In a survey of 50 students, 40 of 50 said they wished the police would ease up and give warnings occasionally.
“I think the Castleton cops should not assume the worst and understand that many of us do respect them as long as they respect us. We shouldn’t be targeted like this,” said Jessica Perkins.
Perkins and her housemate got into trouble with the Castleton Police last year.
“It was just eight of us at our house having a few beers when all of a sudden we saw flashing lights outside our house,” said Jaclyn Countryman, one of Perkins’ housemates.
The eight had just returned from the porch to come inside and hang out in the living room.
“They came out of no where, there was three or four cop cars outside and they began banging on our doors and flashing their flashlights in our windows,” said Countryman.

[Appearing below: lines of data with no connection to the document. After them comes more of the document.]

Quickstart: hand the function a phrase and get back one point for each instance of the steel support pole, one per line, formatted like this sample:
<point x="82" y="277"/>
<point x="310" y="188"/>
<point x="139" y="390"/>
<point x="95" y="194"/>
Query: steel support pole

She ran upstairs and hid in her room.
“They even brought the liquor inspector and he kept demanding to let him inside,” said Countryman.
Perkins and Countryman later found out that their neighbors called the police because someone knocked on their windows and for noise complaints.
“If they got called for a noise complaint, that could have been anyone outside, why did their have to be three cop cars and a liquor inspector outside our house? I don’t get it,” continued Countryman.
Perkins and Countryman are still upset about the whole thing.
“I believe that we at least deserve warnings first and not tickets right away unless we are seriously hurting ourselves or others” said Perkins.
The Castleton Police Department, however, does not believe warnings are necessary.
“I understand this is a college town, but the incentive is, if you’re underage wyou just don’t drink. With a zero tolerance policy, which I believe we have to have in this town. If you’re underage and you’ve been drinking, you will get a ticket and that’s that,” said Sherwin.
Many Castleton students believe that students at other schools, even very large schools, have a better relationship with the police and they are envious of that.
“I think its really cool how the police in Burlington mix with the students there and understand that it’s a college area. Even though there are rules the students have to follow, there is still mutual respect and understanding from both ends,” said Owen Hartman, a student at Castleton.
Michael Schirling, chief of police in Burlington, takes a bit of a different approach than Sherwin.
“We tend to see more movement in the beginning of each semester. If there’s a bunch of people in a group we will most likely slow down and remind the students to be mindful of noise complaints, but we won’t usually detain someone unless we see an open container or acts of disturbance,” said Schirling.
But students say Castleton police often stop students who have no open containers.
“We look for open containers, if a student is walking around late at night or stumbling around,” said Sherwin.
So will Castleton students and police ever see eye to eye and feel mutually respected by one another or will students continue to think the police are a source of fear rather than a source of safety?
“Don’t you think I would want to have a relationship with the students here? Sherwin asked. “Of course I do. If you have a good relationship with us, you’re not going to be feeling like you’re targeted. You will be able to walk down the street and wave and won’t check to see if all five fingers are there,” said Sherwin.
“Plus it’s a lot less paperwork to do.”